Considérant qu’il ne convient pas de limiter le pouvoir du Conseil des ministres, notamment en ce qui concerne les questions considérées fondamentales par la Constitution, par des lois élaborées par le législateur, même si celles-ci réglementent la fonction publique, dans le cas où ces lois seraient susceptibles de réduire ce pouvoir ou d’imposer des conditions limitant son exercice.

Considérant qu’il appert que l’article 3 de la loi incriminée stipule ce qui suit :

1- Le comité dont les membres sont énumérés à l’article 3 de la loi incriminée choisit les personnes visées aux articles 1 et 2 (à savoir les fonctionnaires de la première et deuxième catégorie) après que les candidats eussent subi un test.

2- Les candidatures sont soumises au Conseil de la Fonction Publique et le mécanisme de fonctionnement du comité est défini en vertu d’une décision prise à la majorité par le Conseil de la Fonction Publique.

3- Le comité soumet, au Conseil des ministres, une liste comprenant les noms des trois premiers candidats à chaque fonction. Le Conseil des ministres sera chargé d’en choisir un seul, à condition toutefois que la nomination soit effectuée conformément aux procédures prévues à l’article 3 susmentionné.

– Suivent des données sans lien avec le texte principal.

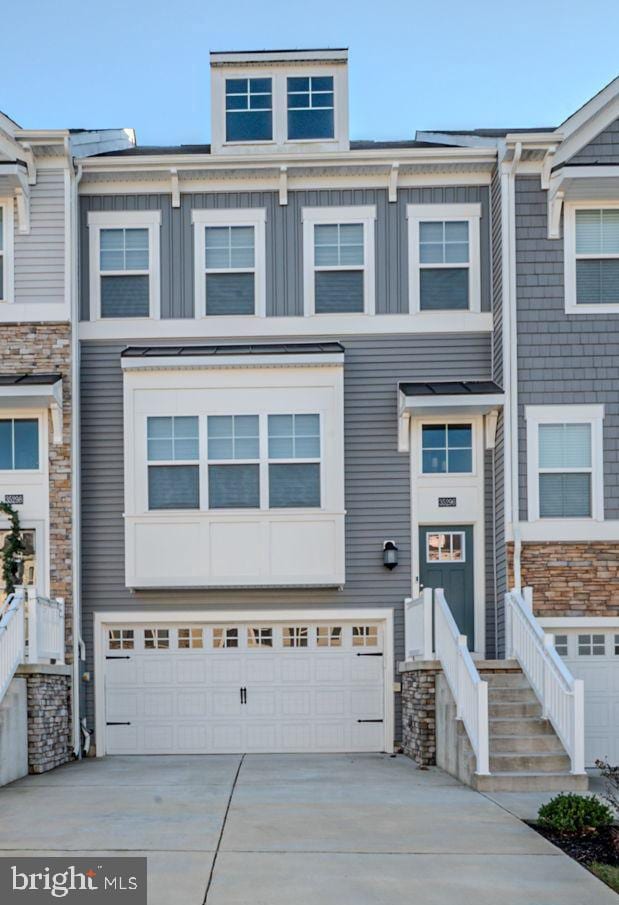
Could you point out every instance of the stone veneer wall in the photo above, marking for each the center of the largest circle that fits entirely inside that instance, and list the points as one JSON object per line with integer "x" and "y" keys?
{"x": 45, "y": 349}
{"x": 419, "y": 712}
{"x": 570, "y": 579}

Considérant que la prise de décision par la majorité simple des membres du comité signifie en premier lieu qu’il jouit d’un pouvoir décisionnaire et en deuxième lieu, qu’il exerce ce pouvoir par la majorité simple de ses membres en ce qui concerne l’une des phases de la nomination des fonctionnaires de l’Etat, y compris les fonctionnaires de la première catégorie ou équivalent ; alors que les décisions du Conseil des ministres en ce qui concerne la même opération, sont prises par consensus, ou si cela s’avère impossible, par vote et les décisions sont alors prises à la majorité des deux tiers des membres du Gouvernement tel que le nombre en a été fixé dans le décret de formation.

Considérant que ceci est susceptible de porter atteinte au procédures ainsi qu’aux conditions de vote tels que prévus à l’alinéa 5 de l’article 65 de la Constitution.

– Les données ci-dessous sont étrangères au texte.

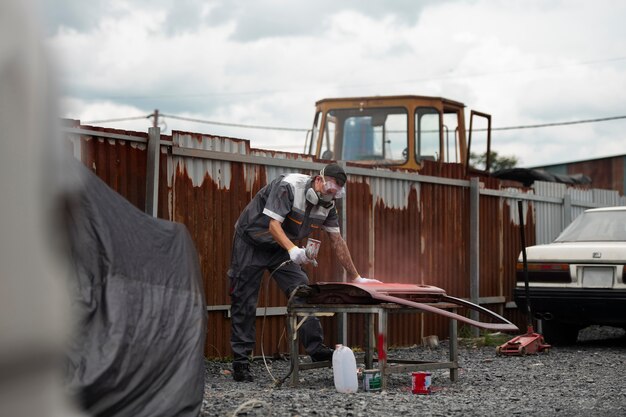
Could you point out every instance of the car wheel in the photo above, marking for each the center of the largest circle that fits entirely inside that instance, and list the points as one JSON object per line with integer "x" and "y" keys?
{"x": 560, "y": 334}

Considérant que, outre ce qui précède, les décisions prises par le comité qui jouit d’un pouvoir décisionnaire, tel que qualifié ci-dessus, limitent le pouvoir du Conseil des ministres en ce qui concerne la nomination des fonctionnaires et notamment les fonctionnaires de la première catégorie ou équivalent, étant donné que le choix du Conseil des ministres sera nécessairement limité aux seules personnes désignées par le comité.

Considérant que, comme nous l’avons démontré ci-dessus, l’article 3 de la loi incriminée porte atteinte aux prérogatives constitutionnelles du Conseil des ministres ainsi qu’aux procédures de vote lors de son exercice desdites prérogatives. Il convient par conséquent d’annuler l’article 3 de la loi objet du recours.

Considérant que le législateur a le droit absolu de réglementer la fonction publique, comme il l’a fait dans la loi incriminée en ce qui concerne le profil des personnels nommés n’ayant pas le statut de fonctionnaire ou leur nombre par rapport au nombre total d’emplois du niveau de la même catégorie, cependant, l’article 3 étant relié aux autres articles de la loi incriminée, son annulation ainsi que ses effets s’étendent à ces autres articles, étant donné que le processus de nomination prévu à l’article 3 susmentionné a trait aux statuts juridiques prévus dans les différents articles de la loi incriminée.

Considérant que le Conseil Constitutionnel n’estime pas nécessaire de s’arrêter à tous les motifs invoqués par les Requérants.

Par ces motifs,

Et après délibération,

Le Conseil Constitutionnel décide :

Premièrement : En la forme

De recevoir le recours en la forme étant donné qu’il a été intenté dans le délai légal et qu’il remplit toutes les conditions de forme.

Deuxièmement : Au Fond

D’annuler la loi No. 363 datée du 16/08/2001 vu son inconstitutionnalité.

Troisièmement :

De notifier les autorités compétentes de la présente décision et de la publier au Journal Officiel.

Décision rendue le 29 septembre 2001.